From the above, I can see a backupid of  nbuclnt.local.ad_1687089601 which I could check against my NetBackup catalog to see if it exists. 

Hope this helps. 

David

Hi davidmoline,

Thanks for this, I will definitely try it.

Just checking if catdbutil can be run safely ?

HI @unkn0wnn 

If you just use the options I gave - yes it is safe.

David

Hi davidmoline,

Is dbutil tool ok to try instead? I can't find catdbutil tool on media server.

Hi @unkn0wnn 

What NetBackup version are you using? I'm not aware of what dbutil does (nor where it is found - it is not on any system I have ready access to which includes 8.1.2 and this includes catdbutil). 
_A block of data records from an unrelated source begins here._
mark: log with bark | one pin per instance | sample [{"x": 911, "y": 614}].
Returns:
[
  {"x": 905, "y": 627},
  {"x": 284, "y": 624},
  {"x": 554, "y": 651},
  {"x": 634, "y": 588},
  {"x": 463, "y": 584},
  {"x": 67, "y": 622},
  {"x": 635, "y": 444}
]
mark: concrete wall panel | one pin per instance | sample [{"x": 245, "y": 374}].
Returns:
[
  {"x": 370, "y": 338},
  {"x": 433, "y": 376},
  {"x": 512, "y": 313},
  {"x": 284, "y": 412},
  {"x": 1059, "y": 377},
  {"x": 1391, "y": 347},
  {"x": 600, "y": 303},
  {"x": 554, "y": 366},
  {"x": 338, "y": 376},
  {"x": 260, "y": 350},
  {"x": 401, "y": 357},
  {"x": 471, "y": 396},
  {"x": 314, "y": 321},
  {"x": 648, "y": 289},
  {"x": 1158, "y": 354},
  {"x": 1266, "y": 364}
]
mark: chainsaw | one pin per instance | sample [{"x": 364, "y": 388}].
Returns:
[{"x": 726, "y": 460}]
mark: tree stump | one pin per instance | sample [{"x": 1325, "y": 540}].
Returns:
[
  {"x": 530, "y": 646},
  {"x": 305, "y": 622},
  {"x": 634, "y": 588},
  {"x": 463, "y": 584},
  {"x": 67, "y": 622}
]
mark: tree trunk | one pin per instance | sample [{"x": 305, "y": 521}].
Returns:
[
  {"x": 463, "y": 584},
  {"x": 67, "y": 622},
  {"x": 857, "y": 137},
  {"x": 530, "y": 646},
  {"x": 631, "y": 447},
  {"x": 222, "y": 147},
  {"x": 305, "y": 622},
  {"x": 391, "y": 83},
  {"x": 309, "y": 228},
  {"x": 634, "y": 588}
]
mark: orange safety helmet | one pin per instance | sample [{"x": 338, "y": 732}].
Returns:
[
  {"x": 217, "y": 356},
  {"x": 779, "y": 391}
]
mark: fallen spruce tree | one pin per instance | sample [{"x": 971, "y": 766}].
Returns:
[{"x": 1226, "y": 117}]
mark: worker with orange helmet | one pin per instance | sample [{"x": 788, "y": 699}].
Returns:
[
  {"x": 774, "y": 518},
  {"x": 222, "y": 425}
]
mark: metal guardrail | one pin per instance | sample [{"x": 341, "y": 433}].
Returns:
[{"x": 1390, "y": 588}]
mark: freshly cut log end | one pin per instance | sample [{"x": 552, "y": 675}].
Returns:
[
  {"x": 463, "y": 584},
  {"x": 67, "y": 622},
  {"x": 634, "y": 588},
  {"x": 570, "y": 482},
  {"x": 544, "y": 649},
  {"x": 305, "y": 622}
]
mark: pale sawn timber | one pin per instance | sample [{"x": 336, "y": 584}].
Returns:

Is there even a /usr/openv/pdde/pdcr directory?

David

Hi @unkn0wnn 

Is you media server by chance a PDDO system and not a NetBackup media server with MSDP?

David

It is separated server used for deduplication, pure disk.
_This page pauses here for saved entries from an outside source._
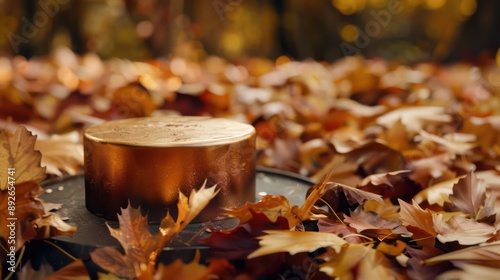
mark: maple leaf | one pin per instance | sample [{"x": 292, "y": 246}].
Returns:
[
  {"x": 469, "y": 196},
  {"x": 457, "y": 147},
  {"x": 371, "y": 224},
  {"x": 437, "y": 194},
  {"x": 75, "y": 270},
  {"x": 239, "y": 242},
  {"x": 17, "y": 151},
  {"x": 61, "y": 153},
  {"x": 295, "y": 242},
  {"x": 273, "y": 206},
  {"x": 391, "y": 185},
  {"x": 418, "y": 270},
  {"x": 419, "y": 222},
  {"x": 140, "y": 246},
  {"x": 348, "y": 233},
  {"x": 414, "y": 118},
  {"x": 462, "y": 229},
  {"x": 297, "y": 215},
  {"x": 375, "y": 157},
  {"x": 396, "y": 136},
  {"x": 385, "y": 210},
  {"x": 356, "y": 261},
  {"x": 384, "y": 178},
  {"x": 470, "y": 271},
  {"x": 394, "y": 249},
  {"x": 338, "y": 195},
  {"x": 428, "y": 169}
]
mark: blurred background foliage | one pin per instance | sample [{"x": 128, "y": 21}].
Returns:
[{"x": 439, "y": 30}]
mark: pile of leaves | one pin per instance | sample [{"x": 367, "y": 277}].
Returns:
[{"x": 406, "y": 160}]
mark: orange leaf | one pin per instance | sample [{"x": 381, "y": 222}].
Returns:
[
  {"x": 140, "y": 246},
  {"x": 356, "y": 261},
  {"x": 419, "y": 222},
  {"x": 75, "y": 270},
  {"x": 371, "y": 224},
  {"x": 135, "y": 238},
  {"x": 469, "y": 196},
  {"x": 270, "y": 205},
  {"x": 17, "y": 151},
  {"x": 176, "y": 270},
  {"x": 462, "y": 229},
  {"x": 295, "y": 242}
]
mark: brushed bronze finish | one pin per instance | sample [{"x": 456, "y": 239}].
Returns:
[{"x": 147, "y": 161}]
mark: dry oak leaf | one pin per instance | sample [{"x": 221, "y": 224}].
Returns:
[
  {"x": 487, "y": 254},
  {"x": 175, "y": 271},
  {"x": 17, "y": 151},
  {"x": 469, "y": 196},
  {"x": 294, "y": 242},
  {"x": 462, "y": 229},
  {"x": 140, "y": 246},
  {"x": 385, "y": 210},
  {"x": 273, "y": 206},
  {"x": 348, "y": 233},
  {"x": 371, "y": 224},
  {"x": 356, "y": 261},
  {"x": 32, "y": 220},
  {"x": 352, "y": 195},
  {"x": 437, "y": 194},
  {"x": 419, "y": 222},
  {"x": 61, "y": 153}
]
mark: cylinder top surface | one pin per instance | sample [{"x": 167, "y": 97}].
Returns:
[{"x": 170, "y": 131}]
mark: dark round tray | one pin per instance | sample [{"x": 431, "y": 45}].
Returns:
[{"x": 92, "y": 231}]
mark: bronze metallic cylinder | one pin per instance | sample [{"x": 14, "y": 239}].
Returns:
[{"x": 147, "y": 161}]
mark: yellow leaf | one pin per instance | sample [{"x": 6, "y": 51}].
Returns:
[
  {"x": 487, "y": 252},
  {"x": 273, "y": 206},
  {"x": 61, "y": 153},
  {"x": 17, "y": 151},
  {"x": 470, "y": 271},
  {"x": 438, "y": 193},
  {"x": 419, "y": 222},
  {"x": 295, "y": 242},
  {"x": 356, "y": 261},
  {"x": 176, "y": 270}
]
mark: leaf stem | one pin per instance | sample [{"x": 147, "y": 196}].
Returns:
[{"x": 333, "y": 211}]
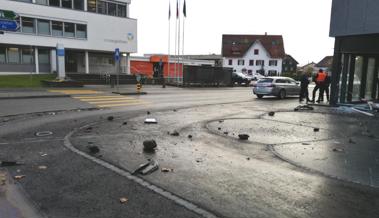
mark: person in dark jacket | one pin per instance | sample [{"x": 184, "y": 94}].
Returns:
[
  {"x": 319, "y": 80},
  {"x": 325, "y": 89},
  {"x": 304, "y": 82}
]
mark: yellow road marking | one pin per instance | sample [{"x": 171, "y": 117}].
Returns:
[{"x": 75, "y": 91}]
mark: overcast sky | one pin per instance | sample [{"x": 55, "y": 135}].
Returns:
[{"x": 304, "y": 25}]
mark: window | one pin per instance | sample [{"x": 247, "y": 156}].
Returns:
[
  {"x": 69, "y": 29},
  {"x": 66, "y": 3},
  {"x": 42, "y": 2},
  {"x": 81, "y": 31},
  {"x": 101, "y": 7},
  {"x": 27, "y": 56},
  {"x": 13, "y": 55},
  {"x": 28, "y": 25},
  {"x": 2, "y": 55},
  {"x": 112, "y": 9},
  {"x": 57, "y": 28},
  {"x": 260, "y": 63},
  {"x": 241, "y": 62},
  {"x": 43, "y": 56},
  {"x": 273, "y": 63},
  {"x": 91, "y": 5},
  {"x": 43, "y": 27},
  {"x": 121, "y": 10},
  {"x": 55, "y": 3},
  {"x": 79, "y": 4}
]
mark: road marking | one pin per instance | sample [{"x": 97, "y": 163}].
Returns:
[{"x": 75, "y": 91}]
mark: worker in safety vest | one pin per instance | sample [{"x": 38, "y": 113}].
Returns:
[{"x": 319, "y": 80}]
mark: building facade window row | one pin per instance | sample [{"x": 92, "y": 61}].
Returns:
[
  {"x": 54, "y": 28},
  {"x": 23, "y": 55},
  {"x": 98, "y": 6},
  {"x": 241, "y": 62}
]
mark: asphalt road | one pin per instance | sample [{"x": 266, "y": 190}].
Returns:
[{"x": 214, "y": 174}]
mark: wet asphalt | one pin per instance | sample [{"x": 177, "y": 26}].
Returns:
[{"x": 285, "y": 169}]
Its netbackup 7.5, Yes, directory exists on media server, listing below:

5220netb:/usr/openv/pdde/pdcr/bin # ls -altr|more
total 180
-rwxr-xr-x 1 root bin 224 Feb 9 2013 wslog
-rwxr-xr-x 1 root bin 224 Feb 9 2013 wsget
-rwxr-xr-x 1 root bin 221 Feb 9 2013 stat
-rwxr-xr-x 1 root bin 227 Feb 9 2013 spoold
-rwxr-xr-x 1 root bin 236 Feb 9 2013 splogscan
-rwxr-xr-x 1 root bin 236 Feb 9 2013 spextract
-rwxr-xr-x 1 root bin 230 Feb 9 2013 spauser
-rwxr-xr-x 1 root bin 224 Feb 9 2013 spadb
-rwxr-xr-x 1 root bin 221 Feb 9 2013 spad
-rwxr-xr-x 1 root bin 230 Feb 9 2013 reroute
-rwxr-xr-x 1 root bin 248 Feb 9 2013 report62splog
-rwxr-xr-x 1 root bin 227 Feb 9 2013 prdate
-rwxr-xr-x 1 root bin 239 Feb 9 2013 pdstresscr
-rwxr-xr-x 1 root bin 230 Feb 9 2013 pddecfg
-rwxr-xr-x 1 root bin 227 Feb 9 2013 pddeDR
-rwxr-xr-x 1 root bin 227 Feb 9 2013 pdconf
-rwxr-xr-x 1 root bin 230 Feb 9 2013 nstpack
-rwxr-xr-x 1 root bin 218 Feb 9 2013 md5
-rwxr-xr-x 1 root bin 224 Feb 9 2013 genpo
-rwxr-xr-x 1 root bin 230 Feb 9 2013 fileput
-rwxr-xr-x 1 root bin 230 Feb 9 2013 fileget
-rwxr-xr-x 1 root bin 230 Feb 9 2013 filedel
-rwxr-xr-x 1 root bin 230 Feb 9 2013 dsiddel
-r-xr-xr-x 1 root bin 4853 Feb 9 2013 dr_createlist.sh
-rwxr-xr-x 1 root bin 236 Feb 9 2013 delayscan
-rwxr-xr-x 1 root bin 227 Feb 9 2013 dcscan
-rwxr-xr-x 1 root bin 233 Feb 9 2013 dcpcrypt
-rwxr-xr-x 1 root bin 227 Feb 9 2013 dbutil
-rwxr-xr-x 1 root bin 230 Feb 9 2013 crstats
-rwxr-xr-x 1 root bin 227 Feb 9 2013 crstat
-rwxr-xr-x 1 root bin 233 Feb 9 2013 crrepair
-rwxr-xr-x 1 root bin 236 Feb 9 2013 crrecover
-rwxr-xr-x 1 root bin 224 Feb 9 2013 crget
-rwxr-xr-x 1 root bin 221 Feb 9 2013 crfp
-rwxr-xr-x 1 root bin 239 Feb 9 2013 crdoreader
-rwxr-xr-x 1 root bin 236 Feb 9 2013 crcontrol
-rwxr-xr-x 1 root bin 236 Feb 9 2013 crcollect
-r-xr-xr-x 1 root bin 2606 Feb 9 2013 cdrinit.sh
-rwxr-xr-x 1 root bin 236 Feb 9 2013 cacontrol
-rwxr-xr-x 1 root bin 230 Feb 9 2013 ca_test
-rwxr-xr-x 1 root bin 230 Feb 9 2013 adler32
drwxr-xr-x 2 root bin 4096 May 1 2013 .bin
drwxr-xr-x 5 root bin 4096 May 1 2013 ..
drwxr-xr-x 3 root bin 4096 May 1 2013 .
5220netb:/usr/openv/pdde/pdcr/bin # ls *util*
dbutil

HI @unkn0wnn 

Given it is a PureDisk server (PDDO), I am unable to assist (no in-depth knowledge of this retired technology). 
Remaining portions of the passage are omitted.